Maaluum na thaa intii mushkil hai.N merii raahe.N
I was not aware that my paths would prove so difficult
Armaan ke bahe aa.Nsuu, hasrat ne bhari aahe.N
I shed tears of desire, unfulfilled wishes filled my sighs
Har saathii chhuuT gayaa
Every companion abandoned me
Ham jii ke kyaa kare.Nge?
What can I do by living?
Jab dil hii TuuT gayaa
When my heart is broken


ulfat: love; diyaa: flame, candle; umiid: hope; phool: flower; bhedi: an insider, one of your own; maalum: awareness; mushkil: difficult; armaan: desire; aa.Nsuu: tears; hasrat: unfulfilled wish; aah: sigh; saathii: companion

Did you know that at the age of 13, a young Mohammed Rafi actually met K.L. Saigal? According to a new biography, Rafi sahib got the chance to meet his idol at a K.L. Saigal concert in Lahore in which young Rafi spontaneously performed a Punjabi solo to the accolades of the crowd. K.L. Saigal was so impressed with the boy’s talent, he patted him on the head and declared he would be a great singer one day!

-Mrs. 55

7 thoughts on “Jab Dil Hi Toot Gaya Lyrics and Translation: Let’s Learn Urdu-Hindi

  1. Great post, this begins to explain where your wonderful musical talent comes from! I am sure he would have been proud to see his legacy carried on in such a wonderful manner for this new generation.

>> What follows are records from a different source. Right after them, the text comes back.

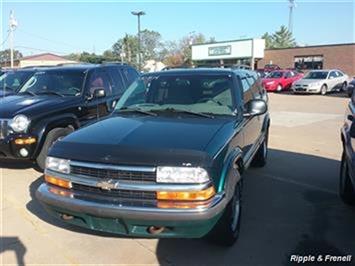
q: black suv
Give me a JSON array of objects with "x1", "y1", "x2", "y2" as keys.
[
  {"x1": 37, "y1": 69, "x2": 270, "y2": 245},
  {"x1": 0, "y1": 63, "x2": 139, "y2": 169}
]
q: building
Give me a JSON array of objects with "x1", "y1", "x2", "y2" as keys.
[
  {"x1": 1, "y1": 53, "x2": 77, "y2": 68},
  {"x1": 258, "y1": 43, "x2": 355, "y2": 76},
  {"x1": 192, "y1": 39, "x2": 355, "y2": 76},
  {"x1": 191, "y1": 39, "x2": 265, "y2": 68}
]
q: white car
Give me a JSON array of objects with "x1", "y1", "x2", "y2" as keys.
[{"x1": 291, "y1": 69, "x2": 349, "y2": 95}]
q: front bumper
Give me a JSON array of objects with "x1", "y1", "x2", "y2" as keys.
[
  {"x1": 36, "y1": 184, "x2": 227, "y2": 238},
  {"x1": 0, "y1": 134, "x2": 37, "y2": 160}
]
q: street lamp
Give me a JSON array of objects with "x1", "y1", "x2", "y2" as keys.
[{"x1": 131, "y1": 11, "x2": 145, "y2": 71}]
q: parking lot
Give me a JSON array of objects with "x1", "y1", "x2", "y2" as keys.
[{"x1": 0, "y1": 94, "x2": 355, "y2": 265}]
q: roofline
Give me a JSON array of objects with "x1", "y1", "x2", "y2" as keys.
[
  {"x1": 191, "y1": 38, "x2": 258, "y2": 47},
  {"x1": 265, "y1": 42, "x2": 355, "y2": 51}
]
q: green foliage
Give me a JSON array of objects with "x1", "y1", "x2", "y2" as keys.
[
  {"x1": 262, "y1": 26, "x2": 296, "y2": 49},
  {"x1": 0, "y1": 49, "x2": 23, "y2": 62}
]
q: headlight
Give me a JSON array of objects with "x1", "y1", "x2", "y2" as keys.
[
  {"x1": 157, "y1": 166, "x2": 210, "y2": 183},
  {"x1": 10, "y1": 115, "x2": 31, "y2": 133},
  {"x1": 46, "y1": 156, "x2": 70, "y2": 174}
]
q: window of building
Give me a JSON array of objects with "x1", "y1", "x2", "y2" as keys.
[{"x1": 294, "y1": 55, "x2": 324, "y2": 70}]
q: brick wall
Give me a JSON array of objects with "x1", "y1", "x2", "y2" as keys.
[{"x1": 258, "y1": 44, "x2": 355, "y2": 77}]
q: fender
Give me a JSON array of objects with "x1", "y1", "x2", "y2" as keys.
[
  {"x1": 33, "y1": 113, "x2": 80, "y2": 158},
  {"x1": 218, "y1": 147, "x2": 243, "y2": 201}
]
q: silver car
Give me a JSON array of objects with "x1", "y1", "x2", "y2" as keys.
[{"x1": 291, "y1": 69, "x2": 349, "y2": 95}]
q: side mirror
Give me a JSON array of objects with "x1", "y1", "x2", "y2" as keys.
[
  {"x1": 349, "y1": 120, "x2": 355, "y2": 138},
  {"x1": 243, "y1": 99, "x2": 267, "y2": 117},
  {"x1": 87, "y1": 87, "x2": 106, "y2": 101}
]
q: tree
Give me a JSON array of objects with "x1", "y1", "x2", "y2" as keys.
[
  {"x1": 0, "y1": 49, "x2": 23, "y2": 62},
  {"x1": 112, "y1": 29, "x2": 164, "y2": 66},
  {"x1": 261, "y1": 26, "x2": 296, "y2": 49},
  {"x1": 272, "y1": 26, "x2": 296, "y2": 48},
  {"x1": 261, "y1": 32, "x2": 273, "y2": 49}
]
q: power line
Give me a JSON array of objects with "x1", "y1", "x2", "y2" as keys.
[
  {"x1": 18, "y1": 29, "x2": 85, "y2": 50},
  {"x1": 15, "y1": 45, "x2": 68, "y2": 54}
]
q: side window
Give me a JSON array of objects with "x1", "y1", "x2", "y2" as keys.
[
  {"x1": 106, "y1": 67, "x2": 125, "y2": 95},
  {"x1": 240, "y1": 76, "x2": 254, "y2": 103},
  {"x1": 337, "y1": 71, "x2": 344, "y2": 77},
  {"x1": 88, "y1": 70, "x2": 112, "y2": 96},
  {"x1": 329, "y1": 71, "x2": 337, "y2": 78},
  {"x1": 123, "y1": 67, "x2": 139, "y2": 86}
]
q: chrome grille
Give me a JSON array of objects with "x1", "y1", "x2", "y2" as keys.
[
  {"x1": 0, "y1": 119, "x2": 9, "y2": 140},
  {"x1": 73, "y1": 183, "x2": 156, "y2": 200},
  {"x1": 70, "y1": 165, "x2": 156, "y2": 182}
]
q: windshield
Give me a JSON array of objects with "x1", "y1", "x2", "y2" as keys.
[
  {"x1": 19, "y1": 70, "x2": 85, "y2": 96},
  {"x1": 0, "y1": 71, "x2": 33, "y2": 92},
  {"x1": 267, "y1": 71, "x2": 283, "y2": 79},
  {"x1": 304, "y1": 71, "x2": 328, "y2": 79},
  {"x1": 116, "y1": 75, "x2": 234, "y2": 115}
]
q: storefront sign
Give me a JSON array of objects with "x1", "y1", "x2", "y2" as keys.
[{"x1": 208, "y1": 45, "x2": 232, "y2": 56}]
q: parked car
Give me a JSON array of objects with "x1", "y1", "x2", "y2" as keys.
[
  {"x1": 0, "y1": 64, "x2": 138, "y2": 169},
  {"x1": 292, "y1": 69, "x2": 349, "y2": 95},
  {"x1": 346, "y1": 77, "x2": 355, "y2": 98},
  {"x1": 0, "y1": 68, "x2": 36, "y2": 97},
  {"x1": 36, "y1": 69, "x2": 270, "y2": 245},
  {"x1": 262, "y1": 70, "x2": 303, "y2": 92},
  {"x1": 339, "y1": 96, "x2": 355, "y2": 205}
]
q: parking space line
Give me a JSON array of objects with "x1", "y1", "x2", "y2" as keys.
[{"x1": 260, "y1": 171, "x2": 338, "y2": 195}]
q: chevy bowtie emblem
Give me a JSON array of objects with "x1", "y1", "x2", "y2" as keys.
[{"x1": 96, "y1": 179, "x2": 119, "y2": 190}]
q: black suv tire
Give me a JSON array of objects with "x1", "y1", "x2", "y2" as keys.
[
  {"x1": 36, "y1": 127, "x2": 73, "y2": 171},
  {"x1": 207, "y1": 175, "x2": 243, "y2": 247},
  {"x1": 252, "y1": 130, "x2": 269, "y2": 167},
  {"x1": 339, "y1": 152, "x2": 355, "y2": 205}
]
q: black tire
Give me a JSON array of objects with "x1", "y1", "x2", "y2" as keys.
[
  {"x1": 251, "y1": 131, "x2": 269, "y2": 167},
  {"x1": 339, "y1": 152, "x2": 355, "y2": 205},
  {"x1": 319, "y1": 84, "x2": 328, "y2": 95},
  {"x1": 208, "y1": 177, "x2": 243, "y2": 247},
  {"x1": 36, "y1": 128, "x2": 73, "y2": 171}
]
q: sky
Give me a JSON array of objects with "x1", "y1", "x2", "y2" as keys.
[{"x1": 0, "y1": 0, "x2": 355, "y2": 55}]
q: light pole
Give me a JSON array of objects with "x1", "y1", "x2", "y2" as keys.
[{"x1": 131, "y1": 11, "x2": 145, "y2": 71}]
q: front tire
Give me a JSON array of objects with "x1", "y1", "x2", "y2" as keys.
[
  {"x1": 36, "y1": 128, "x2": 73, "y2": 171},
  {"x1": 339, "y1": 152, "x2": 355, "y2": 205},
  {"x1": 208, "y1": 178, "x2": 242, "y2": 247}
]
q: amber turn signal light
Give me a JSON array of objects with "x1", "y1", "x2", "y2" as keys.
[
  {"x1": 157, "y1": 187, "x2": 216, "y2": 201},
  {"x1": 15, "y1": 138, "x2": 36, "y2": 145},
  {"x1": 44, "y1": 175, "x2": 72, "y2": 189}
]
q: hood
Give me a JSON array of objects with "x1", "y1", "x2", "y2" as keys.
[
  {"x1": 295, "y1": 79, "x2": 325, "y2": 85},
  {"x1": 262, "y1": 78, "x2": 280, "y2": 84},
  {"x1": 49, "y1": 116, "x2": 234, "y2": 166},
  {"x1": 0, "y1": 94, "x2": 77, "y2": 118}
]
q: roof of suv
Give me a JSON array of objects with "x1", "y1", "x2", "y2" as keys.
[{"x1": 144, "y1": 68, "x2": 252, "y2": 76}]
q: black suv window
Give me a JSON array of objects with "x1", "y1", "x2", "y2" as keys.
[
  {"x1": 88, "y1": 70, "x2": 112, "y2": 96},
  {"x1": 106, "y1": 67, "x2": 125, "y2": 95},
  {"x1": 123, "y1": 67, "x2": 139, "y2": 85},
  {"x1": 19, "y1": 70, "x2": 85, "y2": 96}
]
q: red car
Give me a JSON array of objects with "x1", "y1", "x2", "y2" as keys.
[{"x1": 262, "y1": 70, "x2": 303, "y2": 92}]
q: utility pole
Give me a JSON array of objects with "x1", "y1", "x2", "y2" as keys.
[
  {"x1": 9, "y1": 10, "x2": 17, "y2": 68},
  {"x1": 131, "y1": 11, "x2": 145, "y2": 71},
  {"x1": 288, "y1": 0, "x2": 296, "y2": 33}
]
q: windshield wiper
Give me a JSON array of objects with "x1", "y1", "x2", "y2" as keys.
[
  {"x1": 116, "y1": 107, "x2": 157, "y2": 116},
  {"x1": 37, "y1": 91, "x2": 64, "y2": 97},
  {"x1": 155, "y1": 107, "x2": 214, "y2": 118},
  {"x1": 18, "y1": 91, "x2": 37, "y2": 96}
]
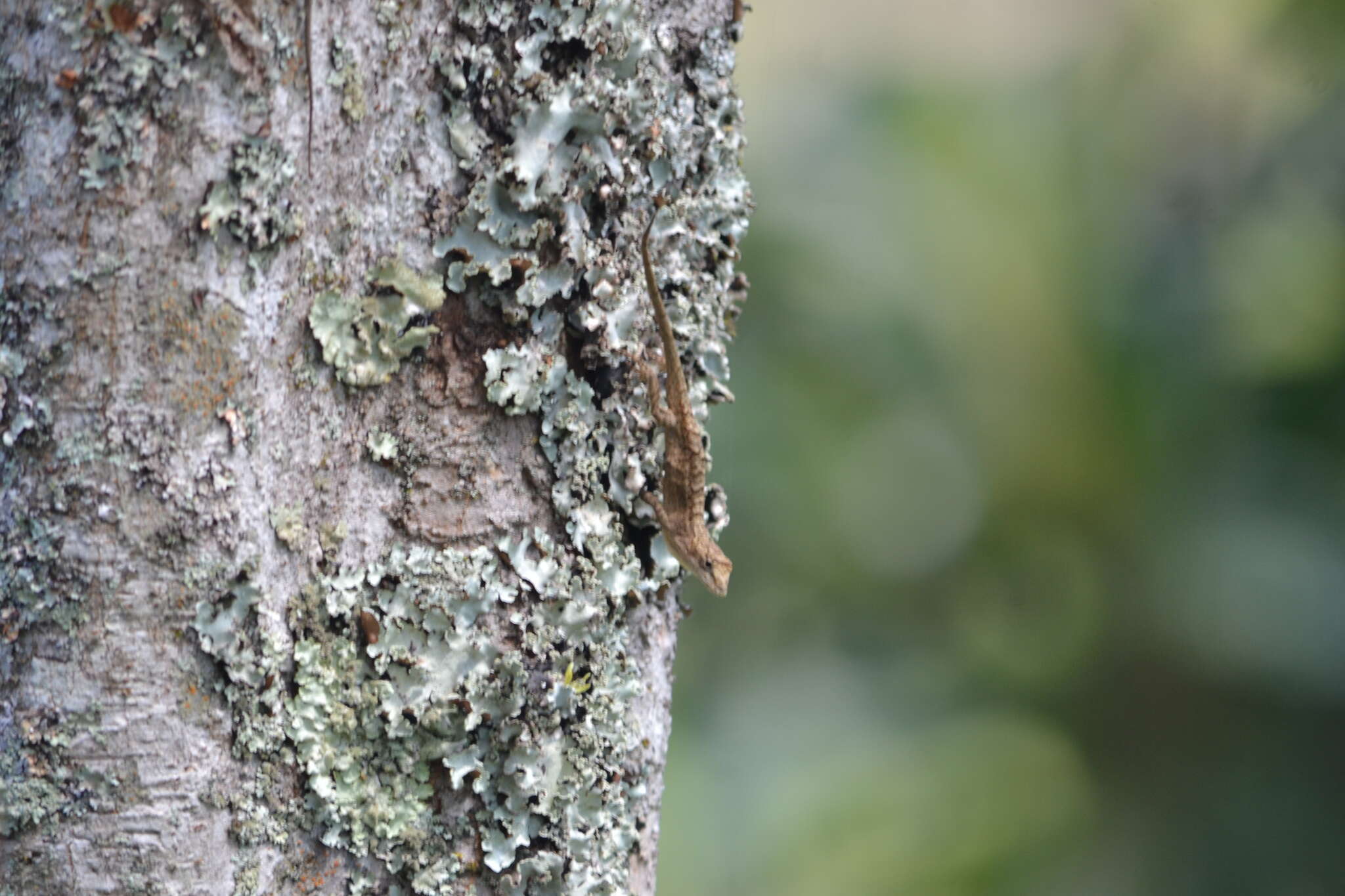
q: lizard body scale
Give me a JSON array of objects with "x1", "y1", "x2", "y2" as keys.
[{"x1": 638, "y1": 198, "x2": 733, "y2": 597}]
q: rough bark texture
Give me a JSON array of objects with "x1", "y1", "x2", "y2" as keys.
[{"x1": 0, "y1": 0, "x2": 749, "y2": 893}]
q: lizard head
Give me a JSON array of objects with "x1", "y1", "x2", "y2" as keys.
[{"x1": 683, "y1": 539, "x2": 733, "y2": 598}]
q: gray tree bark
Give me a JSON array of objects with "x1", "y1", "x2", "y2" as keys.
[{"x1": 0, "y1": 0, "x2": 749, "y2": 893}]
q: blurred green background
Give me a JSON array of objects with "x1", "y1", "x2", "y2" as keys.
[{"x1": 659, "y1": 0, "x2": 1345, "y2": 896}]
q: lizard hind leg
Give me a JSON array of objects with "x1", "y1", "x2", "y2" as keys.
[{"x1": 635, "y1": 362, "x2": 676, "y2": 427}]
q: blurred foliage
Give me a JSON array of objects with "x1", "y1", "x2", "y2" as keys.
[{"x1": 659, "y1": 0, "x2": 1345, "y2": 896}]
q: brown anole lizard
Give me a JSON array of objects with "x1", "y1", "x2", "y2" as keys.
[{"x1": 636, "y1": 196, "x2": 733, "y2": 598}]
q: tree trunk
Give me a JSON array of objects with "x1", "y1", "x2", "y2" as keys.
[{"x1": 0, "y1": 0, "x2": 749, "y2": 893}]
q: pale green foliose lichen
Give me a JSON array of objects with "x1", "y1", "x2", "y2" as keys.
[
  {"x1": 271, "y1": 503, "x2": 305, "y2": 551},
  {"x1": 327, "y1": 36, "x2": 368, "y2": 122},
  {"x1": 200, "y1": 0, "x2": 751, "y2": 896},
  {"x1": 53, "y1": 3, "x2": 208, "y2": 190},
  {"x1": 308, "y1": 259, "x2": 444, "y2": 385},
  {"x1": 198, "y1": 137, "x2": 300, "y2": 253},
  {"x1": 0, "y1": 708, "x2": 105, "y2": 837},
  {"x1": 364, "y1": 427, "x2": 397, "y2": 463}
]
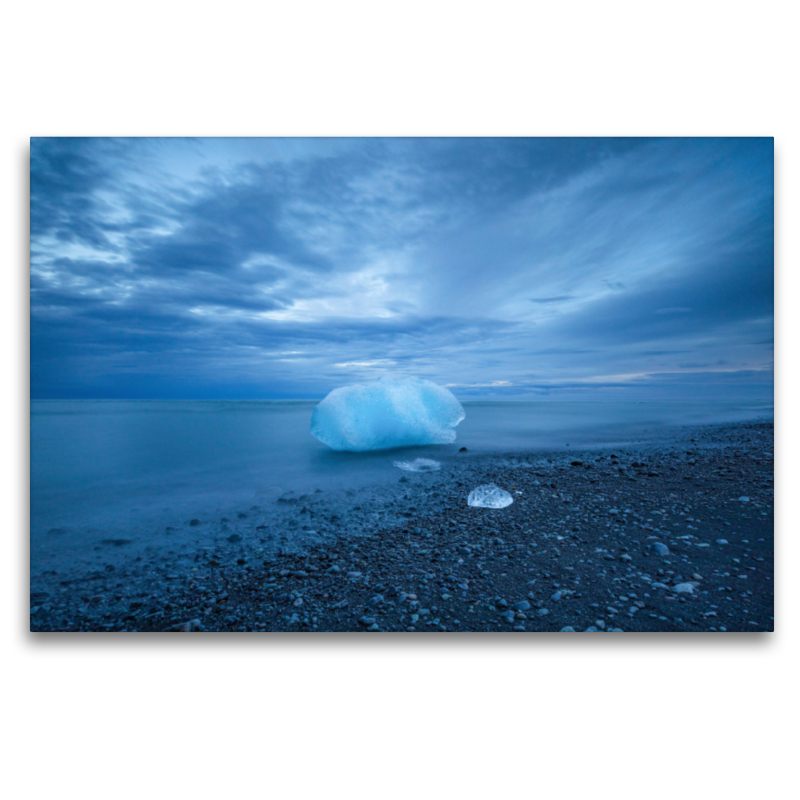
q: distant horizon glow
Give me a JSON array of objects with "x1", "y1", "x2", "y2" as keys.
[{"x1": 31, "y1": 138, "x2": 774, "y2": 401}]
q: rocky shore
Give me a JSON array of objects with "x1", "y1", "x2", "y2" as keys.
[{"x1": 30, "y1": 422, "x2": 774, "y2": 632}]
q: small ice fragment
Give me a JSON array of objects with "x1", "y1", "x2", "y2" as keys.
[
  {"x1": 394, "y1": 458, "x2": 442, "y2": 472},
  {"x1": 467, "y1": 483, "x2": 514, "y2": 508},
  {"x1": 311, "y1": 375, "x2": 465, "y2": 452}
]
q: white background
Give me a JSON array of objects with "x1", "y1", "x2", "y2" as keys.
[{"x1": 0, "y1": 0, "x2": 800, "y2": 800}]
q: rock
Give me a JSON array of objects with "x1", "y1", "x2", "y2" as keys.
[{"x1": 164, "y1": 619, "x2": 202, "y2": 633}]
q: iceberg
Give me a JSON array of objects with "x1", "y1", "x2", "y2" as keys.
[
  {"x1": 467, "y1": 483, "x2": 514, "y2": 508},
  {"x1": 394, "y1": 458, "x2": 442, "y2": 472},
  {"x1": 311, "y1": 376, "x2": 466, "y2": 452}
]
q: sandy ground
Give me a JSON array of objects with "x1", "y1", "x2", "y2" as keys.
[{"x1": 30, "y1": 422, "x2": 774, "y2": 633}]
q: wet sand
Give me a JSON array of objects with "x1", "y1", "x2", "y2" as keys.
[{"x1": 30, "y1": 422, "x2": 774, "y2": 633}]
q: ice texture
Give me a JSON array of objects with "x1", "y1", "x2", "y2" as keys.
[
  {"x1": 467, "y1": 483, "x2": 514, "y2": 508},
  {"x1": 311, "y1": 376, "x2": 465, "y2": 452},
  {"x1": 394, "y1": 458, "x2": 442, "y2": 472}
]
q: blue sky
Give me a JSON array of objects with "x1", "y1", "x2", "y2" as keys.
[{"x1": 31, "y1": 138, "x2": 774, "y2": 399}]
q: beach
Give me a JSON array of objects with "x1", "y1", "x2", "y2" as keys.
[{"x1": 30, "y1": 421, "x2": 774, "y2": 633}]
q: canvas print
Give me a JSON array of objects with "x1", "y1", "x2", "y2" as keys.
[{"x1": 30, "y1": 137, "x2": 774, "y2": 636}]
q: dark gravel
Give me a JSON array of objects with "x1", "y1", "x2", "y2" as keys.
[{"x1": 30, "y1": 422, "x2": 774, "y2": 632}]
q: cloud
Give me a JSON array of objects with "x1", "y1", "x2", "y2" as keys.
[{"x1": 31, "y1": 139, "x2": 774, "y2": 397}]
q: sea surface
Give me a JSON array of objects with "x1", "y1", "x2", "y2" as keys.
[{"x1": 30, "y1": 400, "x2": 773, "y2": 570}]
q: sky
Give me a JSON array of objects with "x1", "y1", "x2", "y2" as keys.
[{"x1": 30, "y1": 138, "x2": 774, "y2": 400}]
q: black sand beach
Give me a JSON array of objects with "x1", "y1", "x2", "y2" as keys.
[{"x1": 30, "y1": 422, "x2": 774, "y2": 632}]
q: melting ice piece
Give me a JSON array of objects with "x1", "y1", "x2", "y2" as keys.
[
  {"x1": 311, "y1": 376, "x2": 465, "y2": 452},
  {"x1": 394, "y1": 458, "x2": 442, "y2": 472},
  {"x1": 467, "y1": 483, "x2": 514, "y2": 508}
]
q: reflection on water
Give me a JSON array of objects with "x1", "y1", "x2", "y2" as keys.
[{"x1": 31, "y1": 401, "x2": 772, "y2": 560}]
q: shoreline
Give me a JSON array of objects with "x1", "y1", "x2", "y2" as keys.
[{"x1": 30, "y1": 421, "x2": 774, "y2": 632}]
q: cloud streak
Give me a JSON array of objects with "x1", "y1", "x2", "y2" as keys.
[{"x1": 31, "y1": 139, "x2": 774, "y2": 404}]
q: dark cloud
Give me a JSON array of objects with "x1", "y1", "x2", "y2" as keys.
[{"x1": 31, "y1": 139, "x2": 774, "y2": 397}]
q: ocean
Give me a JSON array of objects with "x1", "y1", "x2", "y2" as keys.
[{"x1": 30, "y1": 400, "x2": 773, "y2": 571}]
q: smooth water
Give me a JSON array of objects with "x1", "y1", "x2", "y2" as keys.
[{"x1": 31, "y1": 400, "x2": 772, "y2": 563}]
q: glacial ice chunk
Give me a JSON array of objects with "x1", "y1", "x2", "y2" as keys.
[
  {"x1": 394, "y1": 458, "x2": 442, "y2": 472},
  {"x1": 311, "y1": 376, "x2": 465, "y2": 452},
  {"x1": 467, "y1": 483, "x2": 514, "y2": 508}
]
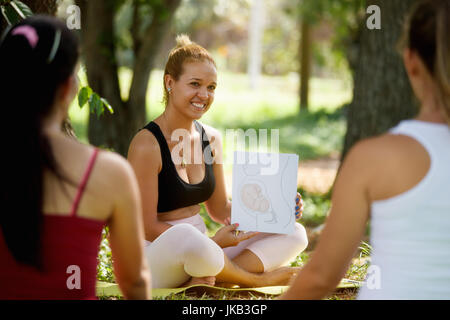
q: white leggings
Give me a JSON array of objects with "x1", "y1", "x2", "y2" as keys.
[{"x1": 145, "y1": 214, "x2": 308, "y2": 288}]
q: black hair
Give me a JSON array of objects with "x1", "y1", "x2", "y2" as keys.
[{"x1": 0, "y1": 15, "x2": 79, "y2": 268}]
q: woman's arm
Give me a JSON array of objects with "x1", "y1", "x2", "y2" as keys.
[
  {"x1": 128, "y1": 131, "x2": 171, "y2": 241},
  {"x1": 280, "y1": 142, "x2": 376, "y2": 299},
  {"x1": 203, "y1": 124, "x2": 231, "y2": 224},
  {"x1": 108, "y1": 155, "x2": 151, "y2": 299}
]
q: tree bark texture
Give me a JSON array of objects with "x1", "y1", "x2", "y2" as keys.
[
  {"x1": 0, "y1": 0, "x2": 58, "y2": 36},
  {"x1": 76, "y1": 0, "x2": 180, "y2": 156},
  {"x1": 299, "y1": 19, "x2": 312, "y2": 110},
  {"x1": 342, "y1": 0, "x2": 418, "y2": 158},
  {"x1": 20, "y1": 0, "x2": 58, "y2": 16}
]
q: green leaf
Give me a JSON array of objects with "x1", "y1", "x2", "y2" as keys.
[
  {"x1": 11, "y1": 0, "x2": 33, "y2": 18},
  {"x1": 78, "y1": 86, "x2": 92, "y2": 108},
  {"x1": 1, "y1": 3, "x2": 22, "y2": 25},
  {"x1": 1, "y1": 0, "x2": 33, "y2": 25},
  {"x1": 100, "y1": 98, "x2": 114, "y2": 114}
]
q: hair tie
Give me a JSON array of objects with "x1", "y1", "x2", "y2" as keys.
[{"x1": 11, "y1": 25, "x2": 39, "y2": 49}]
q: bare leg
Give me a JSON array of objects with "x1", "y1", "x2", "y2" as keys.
[
  {"x1": 233, "y1": 249, "x2": 264, "y2": 273},
  {"x1": 216, "y1": 255, "x2": 299, "y2": 287}
]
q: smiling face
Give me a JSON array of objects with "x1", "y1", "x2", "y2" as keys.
[{"x1": 165, "y1": 61, "x2": 217, "y2": 120}]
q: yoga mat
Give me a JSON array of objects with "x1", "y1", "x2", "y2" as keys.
[{"x1": 97, "y1": 279, "x2": 362, "y2": 299}]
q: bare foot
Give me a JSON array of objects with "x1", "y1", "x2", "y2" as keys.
[
  {"x1": 255, "y1": 267, "x2": 301, "y2": 287},
  {"x1": 182, "y1": 277, "x2": 216, "y2": 287}
]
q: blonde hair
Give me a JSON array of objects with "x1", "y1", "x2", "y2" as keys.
[
  {"x1": 163, "y1": 34, "x2": 216, "y2": 106},
  {"x1": 401, "y1": 0, "x2": 450, "y2": 126}
]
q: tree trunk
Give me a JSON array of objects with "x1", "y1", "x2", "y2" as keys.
[
  {"x1": 299, "y1": 19, "x2": 312, "y2": 110},
  {"x1": 342, "y1": 0, "x2": 418, "y2": 158},
  {"x1": 76, "y1": 0, "x2": 180, "y2": 156}
]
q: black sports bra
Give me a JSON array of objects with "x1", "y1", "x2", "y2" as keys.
[{"x1": 144, "y1": 121, "x2": 216, "y2": 212}]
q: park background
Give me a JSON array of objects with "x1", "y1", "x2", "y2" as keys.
[{"x1": 0, "y1": 0, "x2": 417, "y2": 299}]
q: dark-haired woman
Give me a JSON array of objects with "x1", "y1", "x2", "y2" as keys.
[
  {"x1": 281, "y1": 0, "x2": 450, "y2": 299},
  {"x1": 0, "y1": 16, "x2": 150, "y2": 299}
]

  2. Wow…that’s so cool…. Saigal saheb was your great great uncle! I think my own grandfather was very fond of K.L. Saigal’s songs…though K.L. Saigal’s era in music was somewhat before his time as well…and Majrooh Sultanpuri is one of my favourite lyricists…very nice song 🙂

    • Haha yeah, K.L. Saigal is definitely a master of an era that predates the popularity we associate with Bollywood’s “Golden Era” of the 50s and 60s. But to appreciate his music is to understand the origins of Bollywood traditions we cherish today–and as an example of the great Majrooh Sultanpuri’s early work, we can certainly see its importance!

  3. Pingback: Aayega Aanewala Lyrics and Translation: Let’s Learn Urdu-Hindi | Mr. & Mrs. 55 - Classic Bollywood Revisited!

  4. Coming from elders who are no longer living; it was generally accepted that Saighal was the greatest before partition. If anyone dared to criticize Saighal there was bound to be a fight in a gathering!